What Is the Pelican Platform?

Pelican provides an open-source software platform for federating dataset repositories together and delivering the objects to computing capacity such as the OSPool (opens in a new tab).

Pelican Enables:

  • Researchers to access their datasets at scales from a notebook to a campus cluster to the national computing fabric
  • Repositories and storage providers to export datasets in a scalable manner and helps implement FAIR principles
  • Compute providers to cache datasets on-site
  • Cyberinfrastructures to build gateways and portals to large-scale datasets

Objects in a federation are accessible through a common namespace; given an object name, the Pelican client can discover the object’s location and download it through the access layer. The access layer consists of distributed caches which reduce the load on the origin for repeated accesses.

Pelican and OSDF

A Pelican data federation provides an access layer that helps the origin distribute datasets in the repositories. A client wanting an object contacts the manager to find the closest cache which either serves the objects from local storage or streams it through the origin.

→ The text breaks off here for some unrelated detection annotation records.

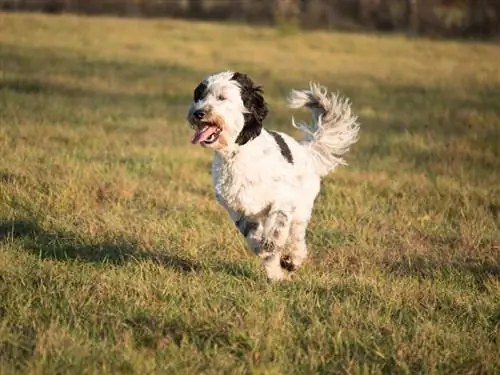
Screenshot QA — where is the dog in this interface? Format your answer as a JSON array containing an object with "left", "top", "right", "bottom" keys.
[{"left": 187, "top": 71, "right": 359, "bottom": 281}]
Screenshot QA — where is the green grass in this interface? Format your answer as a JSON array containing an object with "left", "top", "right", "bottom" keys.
[{"left": 0, "top": 14, "right": 500, "bottom": 374}]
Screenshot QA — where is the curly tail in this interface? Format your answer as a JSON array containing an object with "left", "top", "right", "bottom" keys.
[{"left": 288, "top": 83, "right": 359, "bottom": 176}]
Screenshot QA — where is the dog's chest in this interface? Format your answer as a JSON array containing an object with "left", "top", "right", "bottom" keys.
[{"left": 212, "top": 153, "right": 272, "bottom": 216}]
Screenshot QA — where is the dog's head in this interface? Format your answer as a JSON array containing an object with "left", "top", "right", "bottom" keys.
[{"left": 188, "top": 72, "right": 268, "bottom": 150}]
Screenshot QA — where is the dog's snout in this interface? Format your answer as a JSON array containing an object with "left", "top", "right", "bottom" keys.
[{"left": 193, "top": 109, "right": 205, "bottom": 120}]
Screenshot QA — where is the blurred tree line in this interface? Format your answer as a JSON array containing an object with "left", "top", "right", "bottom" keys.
[{"left": 0, "top": 0, "right": 500, "bottom": 38}]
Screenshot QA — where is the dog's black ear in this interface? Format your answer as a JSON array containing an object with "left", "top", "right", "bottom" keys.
[{"left": 232, "top": 72, "right": 269, "bottom": 146}]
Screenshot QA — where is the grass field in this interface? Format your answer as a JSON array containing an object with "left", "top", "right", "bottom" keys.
[{"left": 0, "top": 14, "right": 500, "bottom": 374}]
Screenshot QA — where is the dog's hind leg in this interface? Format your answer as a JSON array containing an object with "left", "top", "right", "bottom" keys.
[{"left": 280, "top": 221, "right": 307, "bottom": 272}]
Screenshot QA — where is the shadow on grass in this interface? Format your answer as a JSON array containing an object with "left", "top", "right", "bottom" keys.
[{"left": 0, "top": 219, "right": 258, "bottom": 279}]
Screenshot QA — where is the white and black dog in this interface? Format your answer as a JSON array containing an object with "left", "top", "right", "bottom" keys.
[{"left": 188, "top": 71, "right": 359, "bottom": 280}]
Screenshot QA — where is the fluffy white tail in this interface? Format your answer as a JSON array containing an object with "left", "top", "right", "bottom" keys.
[{"left": 288, "top": 83, "right": 359, "bottom": 176}]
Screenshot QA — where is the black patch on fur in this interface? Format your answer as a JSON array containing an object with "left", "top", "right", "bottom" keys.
[
  {"left": 235, "top": 217, "right": 259, "bottom": 237},
  {"left": 269, "top": 131, "right": 293, "bottom": 164},
  {"left": 193, "top": 82, "right": 208, "bottom": 102},
  {"left": 280, "top": 255, "right": 297, "bottom": 272},
  {"left": 231, "top": 72, "right": 269, "bottom": 146}
]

The flagship Pelican federation is the Open Science Data Federation (OSDF). The OSDF has approximately two dozen caches located throughout the world, often at points of presence within the global Research and Education networks such as ESNet and Internet2.

Pelican and OSDF

The OSDF serves as a transport bus, connecting a variety of backend storage types

Central to Pelican is the concept of the origin service. The origin is the intermediary between the existing storage and the federation. The origin is responsible for serving data as well as issuing tokens (credentials) authorizing access to datasets based on the local policy.